Traditionally, ICS and SCADA systems used proprietary control protocols and very specialized hardware and software making them not compatible with IT networks. In the past, Operational Technology (OT) networks were physically secured areas and devices were not connected to the IT network. Therefore, providing security was mainly about ensuring safety to human and environmental accidents.
Over the last decade, though, the IT/OT convergence occurred, allowing ICS environments to become more sophisticated and connected. However, the OT's modernization through IT integration brought along its security risks and susceptibility to cyber-attacks perpetrated by external threat actors.
Because ICS /SCADA environments have a direct effect on the physical world and can pose in certain cases a significant risk to the health and safety of human lives and serious damage to the environment, as well as serious financial issues, it is of utmost importance to ensure that a proper security level is applied.
For this reason, wizlynx group is offering an in-depth but minimally invasive review of your Industrial Control Systems (ICS) / Operational Technology (OT) environment against ICS best practice frameworks such as NIST Guide to Industrial Control Systems (ICS) Security Rev 2. This assessment will allow you to identify and understand your weaknesses and vulnerabilities affecting your ICS environment and establish an achievable plan to improve your cyber security posture. Our services rely on highly skilled cyber security analysts and pen-testers with extensive experience, both in defense and offense.
Leave no stone unturned with wizlynx’s security assessments!
Our security assessment for Industrial Control Systems (ICS) and Supervisory Control and Data Acquisition (SCADA) systems is highly inspired from various best practice frameworks (CIS Critical Security Controls, NIST Guide to Industrial Control Systems (ICS) Security Rev 2, ISO/IEC 27001/27003, etc.), tailored and adapted to the possibilities and capacities of any company to operate a secure OT environment. Our ICS security assessment will mainly focus on the following areas:
Tracking and management of all hardware devices connected to the network is implemented so that only authorized devices are given access, and unauthorized and unmanaged devices are discovered and stopped from accessing the network.
A comprehensive ICS vulnerability management strategy is documented and enforced and includes procedures to timely implement and process patches and updates on critical assets.
Ensuring the OT network is separated either logically or physically from the IT network and the OT network is segmented as per NIST SP 800-82 recommendations. Traffic between segments should only be allowed by following the principle of least privilege.

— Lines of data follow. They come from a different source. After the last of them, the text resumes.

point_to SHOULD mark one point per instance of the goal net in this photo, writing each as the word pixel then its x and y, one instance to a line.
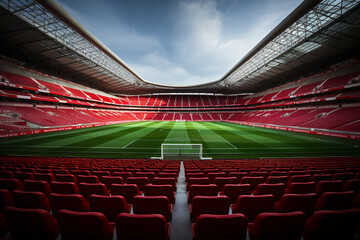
pixel 178 151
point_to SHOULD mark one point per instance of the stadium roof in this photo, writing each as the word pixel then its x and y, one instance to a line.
pixel 315 35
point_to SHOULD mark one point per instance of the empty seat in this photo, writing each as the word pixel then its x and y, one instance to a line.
pixel 64 187
pixel 328 186
pixel 352 185
pixel 7 174
pixel 202 190
pixel 84 225
pixel 198 181
pixel 24 176
pixel 141 182
pixel 31 223
pixel 24 199
pixel 48 177
pixel 86 189
pixel 277 179
pixel 232 191
pixel 343 176
pixel 163 181
pixel 160 190
pixel 6 199
pixel 129 191
pixel 332 224
pixel 253 181
pixel 221 181
pixel 124 175
pixel 297 202
pixel 11 184
pixel 149 175
pixel 142 226
pixel 87 179
pixel 152 205
pixel 253 205
pixel 279 226
pixel 65 178
pixel 276 189
pixel 300 178
pixel 210 205
pixel 37 186
pixel 108 180
pixel 110 206
pixel 210 226
pixel 301 187
pixel 335 201
pixel 213 175
pixel 75 202
pixel 321 177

Use of a multilayered boundary defense relying on firewalls, proxies, web application firewalls, network-based IPS and IDS inspecting traffic both inbound and outbound and looking for attacks and evidence of compromised machines.

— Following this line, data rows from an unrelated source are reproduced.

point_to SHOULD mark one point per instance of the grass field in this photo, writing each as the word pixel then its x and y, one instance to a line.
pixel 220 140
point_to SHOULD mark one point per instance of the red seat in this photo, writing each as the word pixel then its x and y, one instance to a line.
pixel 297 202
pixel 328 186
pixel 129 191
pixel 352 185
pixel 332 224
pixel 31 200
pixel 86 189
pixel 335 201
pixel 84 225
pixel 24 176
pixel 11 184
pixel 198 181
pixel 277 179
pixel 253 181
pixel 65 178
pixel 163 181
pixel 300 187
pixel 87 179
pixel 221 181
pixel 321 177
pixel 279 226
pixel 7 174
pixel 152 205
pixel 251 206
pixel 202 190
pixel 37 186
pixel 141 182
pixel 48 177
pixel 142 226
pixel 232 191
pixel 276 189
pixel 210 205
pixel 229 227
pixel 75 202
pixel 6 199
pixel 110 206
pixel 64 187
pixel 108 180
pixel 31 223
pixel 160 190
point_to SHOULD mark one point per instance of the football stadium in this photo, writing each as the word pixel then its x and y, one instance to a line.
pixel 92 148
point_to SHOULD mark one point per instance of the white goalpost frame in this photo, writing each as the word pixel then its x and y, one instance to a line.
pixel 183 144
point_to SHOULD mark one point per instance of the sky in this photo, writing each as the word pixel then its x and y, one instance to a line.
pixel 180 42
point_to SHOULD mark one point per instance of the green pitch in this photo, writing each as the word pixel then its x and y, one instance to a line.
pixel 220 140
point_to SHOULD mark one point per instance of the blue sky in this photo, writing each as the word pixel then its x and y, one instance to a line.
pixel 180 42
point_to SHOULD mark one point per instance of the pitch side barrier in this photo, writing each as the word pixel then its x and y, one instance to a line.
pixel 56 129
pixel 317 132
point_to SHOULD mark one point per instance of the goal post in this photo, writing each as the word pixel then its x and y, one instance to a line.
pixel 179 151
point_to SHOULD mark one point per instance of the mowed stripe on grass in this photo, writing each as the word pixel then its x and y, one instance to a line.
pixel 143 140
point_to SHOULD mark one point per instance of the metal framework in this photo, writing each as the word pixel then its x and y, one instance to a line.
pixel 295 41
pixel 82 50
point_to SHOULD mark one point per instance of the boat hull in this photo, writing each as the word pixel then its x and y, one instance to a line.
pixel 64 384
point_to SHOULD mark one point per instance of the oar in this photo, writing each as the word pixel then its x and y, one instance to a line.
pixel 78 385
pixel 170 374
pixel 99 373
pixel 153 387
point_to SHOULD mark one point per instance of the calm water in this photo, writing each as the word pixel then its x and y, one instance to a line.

Security best practices for handling passwords and credentials are employed such as the usage of multi-factor authentication for remote access and critical accounts, enforcement of a strong password policy, absence of default and/or shared accounts, etc.
Usage of a secured/hardened configuration for different asset types deployed in the IT and OT network using a rigorous configuration management and change control process.
Collection, management, and analysis of audit logs of events that could help detect, understand, or recover from an attack.
Deployment of a solution which controls the installation, spread, and execution of malicious code at multiple points in the enterprise.
All findings of the ICS Security Assessment will be documented in a final report, and then compared with a strengths/weaknesses profile against international standards for IT & Cyber Security. The identified weaknesses will be assessed and supplemented with recommendations and remediation actions, as well as prioritized according to the risk associated. The final report will be discussed during a presentation with you. The report will include a comprehensive and meaningful C-level summary of the executed operational technology environment. Additionally, it will include all detailed results with respective evidence and recommendations for future security measures.